Schiff's speech explains something important that Trump and the Republicans fail to grasp. People know what they saw. That's why the polls aren't moving toward the president in the wake of Bill Barr's letter and Trump's triumphant victory tour. Whether the president was part of a criminal conspiracy, or was simply so ignorant and corrupt that he didn't know or care about the ramifications of his actions, isn't really the question. What Schiff did in that speech was to bring the subject back to the central question: Is this president acting in the interest of the people of the United States, or is he acting in the interest of Donald Trump? I think we know the answer. And it's not OK.

Some of the Republicans on the panel understood that what Schiff had said was a powerful indictment of their own lack of ethics and morals. After Schiff finished and attempted to go on, one member demanded to be allowed to respond to his comments, insisting, "No one over here [on the Republican side] thinks that."

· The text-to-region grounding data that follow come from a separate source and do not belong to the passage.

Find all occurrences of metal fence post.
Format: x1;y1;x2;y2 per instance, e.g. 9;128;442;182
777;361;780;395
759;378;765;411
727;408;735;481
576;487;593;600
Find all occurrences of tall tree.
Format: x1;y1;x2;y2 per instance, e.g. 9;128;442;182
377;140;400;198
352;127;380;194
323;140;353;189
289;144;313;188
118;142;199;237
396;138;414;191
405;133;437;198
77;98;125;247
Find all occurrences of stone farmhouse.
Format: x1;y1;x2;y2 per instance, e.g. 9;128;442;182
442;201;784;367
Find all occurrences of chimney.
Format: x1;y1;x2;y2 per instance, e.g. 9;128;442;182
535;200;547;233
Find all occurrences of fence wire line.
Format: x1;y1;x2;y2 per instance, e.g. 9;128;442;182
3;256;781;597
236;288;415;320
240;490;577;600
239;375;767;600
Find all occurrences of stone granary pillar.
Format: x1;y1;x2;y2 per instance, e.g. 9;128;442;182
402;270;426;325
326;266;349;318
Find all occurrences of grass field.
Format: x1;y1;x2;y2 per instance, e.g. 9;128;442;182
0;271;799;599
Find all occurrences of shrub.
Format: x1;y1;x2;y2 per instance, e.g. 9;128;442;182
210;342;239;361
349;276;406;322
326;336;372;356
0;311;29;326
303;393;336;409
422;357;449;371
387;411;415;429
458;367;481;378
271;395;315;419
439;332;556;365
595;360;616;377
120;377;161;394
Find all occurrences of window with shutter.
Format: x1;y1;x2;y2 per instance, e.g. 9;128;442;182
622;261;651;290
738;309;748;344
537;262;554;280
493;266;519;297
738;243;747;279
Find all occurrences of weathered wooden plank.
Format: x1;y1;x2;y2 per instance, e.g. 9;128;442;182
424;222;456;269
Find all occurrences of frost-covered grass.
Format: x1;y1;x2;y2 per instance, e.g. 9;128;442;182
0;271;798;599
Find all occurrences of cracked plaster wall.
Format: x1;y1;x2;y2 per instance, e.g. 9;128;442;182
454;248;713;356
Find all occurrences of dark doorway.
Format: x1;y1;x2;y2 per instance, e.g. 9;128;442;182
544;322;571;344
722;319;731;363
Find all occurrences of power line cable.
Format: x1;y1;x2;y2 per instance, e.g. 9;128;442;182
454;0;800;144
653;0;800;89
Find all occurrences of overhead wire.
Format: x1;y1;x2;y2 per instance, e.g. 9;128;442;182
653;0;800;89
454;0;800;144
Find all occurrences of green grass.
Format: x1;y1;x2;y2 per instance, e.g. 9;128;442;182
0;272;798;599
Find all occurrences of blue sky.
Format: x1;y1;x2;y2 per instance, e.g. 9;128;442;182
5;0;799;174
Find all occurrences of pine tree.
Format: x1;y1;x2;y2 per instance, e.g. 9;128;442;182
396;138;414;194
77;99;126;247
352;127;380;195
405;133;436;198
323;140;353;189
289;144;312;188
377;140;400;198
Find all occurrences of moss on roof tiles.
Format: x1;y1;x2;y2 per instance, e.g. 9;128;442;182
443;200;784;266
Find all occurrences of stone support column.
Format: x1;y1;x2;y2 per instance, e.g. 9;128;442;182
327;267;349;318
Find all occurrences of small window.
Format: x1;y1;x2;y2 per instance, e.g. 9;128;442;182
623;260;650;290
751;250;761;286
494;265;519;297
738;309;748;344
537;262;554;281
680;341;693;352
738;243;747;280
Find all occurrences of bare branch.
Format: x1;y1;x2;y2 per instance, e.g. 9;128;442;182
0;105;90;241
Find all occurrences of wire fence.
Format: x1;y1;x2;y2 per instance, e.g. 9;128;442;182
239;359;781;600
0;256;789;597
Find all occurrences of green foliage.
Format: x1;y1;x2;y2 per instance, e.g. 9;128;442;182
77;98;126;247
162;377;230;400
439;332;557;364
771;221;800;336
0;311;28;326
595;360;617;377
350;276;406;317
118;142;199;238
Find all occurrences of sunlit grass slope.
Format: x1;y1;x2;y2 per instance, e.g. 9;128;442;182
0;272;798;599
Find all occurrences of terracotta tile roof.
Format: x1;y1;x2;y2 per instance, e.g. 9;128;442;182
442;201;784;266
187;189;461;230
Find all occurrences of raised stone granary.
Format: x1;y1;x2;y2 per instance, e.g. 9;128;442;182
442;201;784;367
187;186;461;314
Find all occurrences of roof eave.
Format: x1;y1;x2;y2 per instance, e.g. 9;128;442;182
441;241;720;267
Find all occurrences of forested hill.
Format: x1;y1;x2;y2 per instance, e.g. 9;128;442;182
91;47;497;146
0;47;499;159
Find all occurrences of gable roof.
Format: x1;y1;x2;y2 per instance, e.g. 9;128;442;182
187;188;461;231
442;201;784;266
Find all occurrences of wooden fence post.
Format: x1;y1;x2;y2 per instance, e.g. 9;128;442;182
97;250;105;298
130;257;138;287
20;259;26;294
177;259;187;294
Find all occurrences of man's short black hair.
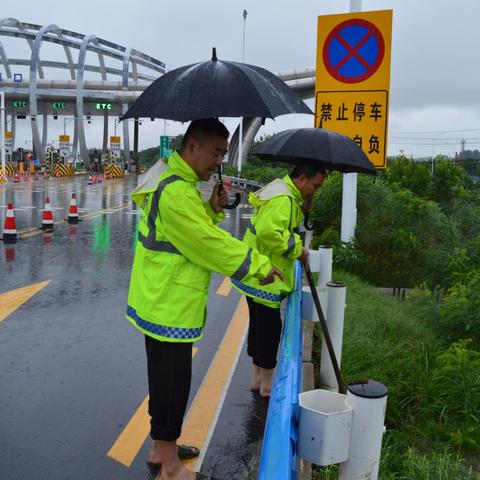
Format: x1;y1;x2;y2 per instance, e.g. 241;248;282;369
180;118;229;150
290;161;327;179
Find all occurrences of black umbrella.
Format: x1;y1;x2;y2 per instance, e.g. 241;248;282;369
121;48;312;122
254;128;376;175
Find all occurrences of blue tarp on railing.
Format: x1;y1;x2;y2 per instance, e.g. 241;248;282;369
257;261;303;480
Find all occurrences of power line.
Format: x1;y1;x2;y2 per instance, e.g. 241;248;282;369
389;128;480;134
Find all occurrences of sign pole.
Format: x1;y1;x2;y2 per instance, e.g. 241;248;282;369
340;0;362;243
0;92;5;175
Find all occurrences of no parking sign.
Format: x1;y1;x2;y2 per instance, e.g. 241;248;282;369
315;10;392;168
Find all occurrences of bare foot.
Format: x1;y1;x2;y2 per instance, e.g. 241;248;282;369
158;464;195;480
260;368;275;397
250;364;262;390
148;439;163;464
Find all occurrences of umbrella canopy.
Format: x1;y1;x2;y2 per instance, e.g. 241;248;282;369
254;128;376;175
121;48;312;122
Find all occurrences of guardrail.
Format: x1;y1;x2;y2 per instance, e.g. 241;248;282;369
257;260;303;480
213;174;263;190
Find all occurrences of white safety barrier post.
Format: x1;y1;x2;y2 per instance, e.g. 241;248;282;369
318;246;332;313
0;91;5;175
339;380;388;480
320;282;346;390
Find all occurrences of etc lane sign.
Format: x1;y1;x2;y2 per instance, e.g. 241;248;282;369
315;10;392;168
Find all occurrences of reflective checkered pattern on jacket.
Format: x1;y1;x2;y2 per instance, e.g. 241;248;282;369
231;279;282;302
126;306;202;339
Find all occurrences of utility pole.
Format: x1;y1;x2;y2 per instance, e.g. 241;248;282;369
238;9;247;175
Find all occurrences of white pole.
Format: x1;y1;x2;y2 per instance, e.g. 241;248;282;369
319;282;346;390
339;381;388;480
318;246;333;288
238;120;243;175
317;246;333;315
0;92;5;175
341;0;362;243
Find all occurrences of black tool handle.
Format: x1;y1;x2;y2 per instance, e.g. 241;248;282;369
304;213;314;231
303;261;347;394
217;165;241;210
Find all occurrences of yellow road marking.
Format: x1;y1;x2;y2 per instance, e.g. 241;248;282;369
107;347;198;467
176;297;249;474
216;277;231;296
0;280;51;323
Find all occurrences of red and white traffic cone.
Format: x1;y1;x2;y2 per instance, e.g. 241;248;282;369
1;203;17;243
88;175;93;185
41;197;54;231
14;173;19;183
67;194;79;224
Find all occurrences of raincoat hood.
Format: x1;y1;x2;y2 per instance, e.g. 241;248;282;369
131;151;201;207
249;175;302;209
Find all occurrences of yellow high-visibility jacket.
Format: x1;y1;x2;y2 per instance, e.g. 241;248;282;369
126;151;272;342
232;175;304;308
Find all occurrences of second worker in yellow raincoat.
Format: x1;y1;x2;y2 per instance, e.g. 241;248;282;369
232;162;326;397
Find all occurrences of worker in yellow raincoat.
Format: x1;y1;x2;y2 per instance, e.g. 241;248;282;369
126;118;282;480
232;162;326;397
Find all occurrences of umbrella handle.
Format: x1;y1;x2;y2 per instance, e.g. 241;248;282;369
217;166;241;210
303;260;347;395
304;213;314;231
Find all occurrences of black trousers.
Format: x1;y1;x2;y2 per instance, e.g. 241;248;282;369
145;335;192;441
246;296;282;369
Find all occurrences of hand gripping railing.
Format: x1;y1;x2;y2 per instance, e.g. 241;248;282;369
258;260;303;480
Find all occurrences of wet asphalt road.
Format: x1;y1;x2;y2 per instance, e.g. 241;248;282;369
0;174;268;480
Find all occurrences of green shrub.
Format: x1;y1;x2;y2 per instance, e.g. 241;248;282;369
439;270;480;343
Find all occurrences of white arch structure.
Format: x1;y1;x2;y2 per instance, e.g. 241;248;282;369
0;18;165;166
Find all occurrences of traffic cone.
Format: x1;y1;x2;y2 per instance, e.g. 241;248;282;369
41;197;54;231
1;203;17;243
88;175;93;185
67;194;79;224
14;173;19;183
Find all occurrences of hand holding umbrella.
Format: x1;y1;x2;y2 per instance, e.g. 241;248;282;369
217;165;241;210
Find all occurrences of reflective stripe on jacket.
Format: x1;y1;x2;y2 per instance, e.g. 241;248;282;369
126;151;272;342
232;175;303;308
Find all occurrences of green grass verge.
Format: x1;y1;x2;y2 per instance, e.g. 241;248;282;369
311;271;479;479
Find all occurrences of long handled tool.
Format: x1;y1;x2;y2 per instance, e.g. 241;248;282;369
303;260;347;395
217;165;241;209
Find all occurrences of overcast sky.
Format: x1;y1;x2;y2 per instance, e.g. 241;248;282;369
1;0;479;158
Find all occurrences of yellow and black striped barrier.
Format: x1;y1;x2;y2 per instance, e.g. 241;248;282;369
105;164;125;178
6;163;15;177
51;164;74;177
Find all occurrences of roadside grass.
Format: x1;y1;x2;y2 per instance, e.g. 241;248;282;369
311;271;479;479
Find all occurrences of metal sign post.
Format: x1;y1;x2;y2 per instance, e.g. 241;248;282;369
315;5;392;242
0;92;5;174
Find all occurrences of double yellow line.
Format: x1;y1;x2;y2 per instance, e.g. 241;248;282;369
107;281;246;475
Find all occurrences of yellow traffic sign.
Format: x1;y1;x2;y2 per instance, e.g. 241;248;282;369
316;90;388;168
59;135;70;142
315;10;392;168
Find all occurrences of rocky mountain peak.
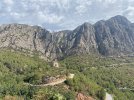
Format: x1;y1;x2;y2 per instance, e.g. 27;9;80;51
108;15;131;26
94;15;134;56
0;15;134;60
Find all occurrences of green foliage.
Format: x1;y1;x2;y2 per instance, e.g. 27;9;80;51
0;50;134;100
48;93;66;100
60;55;134;100
64;91;75;100
0;49;66;99
97;88;105;100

You don't? Could have fooled us. At every step of the way the Republicans have acted as Trump's accomplices, refusing even to suggest that he might have done something wrong in all this. They clearly don't think he did.

I'm willing to be generous and say that at the end of the day we may very well find that Trump is so dim-witted and narcissistic that he literally does not know right from wrong. That obviously makes him unfit for the presidency but it doesn't make him guilty of conspiring with a foreign government. Fine. But all these Republicans who refuse to even acknowledge the outrageousness of his conduct definitely do know better.

They are shameless and that's hard to fight against, still less to defeat. But Adam Schiff laid out the real issue more successfully than anyone we've seen in recent times. Let's hope it's the first of many illustrative moments as the Democrats start to provide the serious oversight that has been lacking these past two years.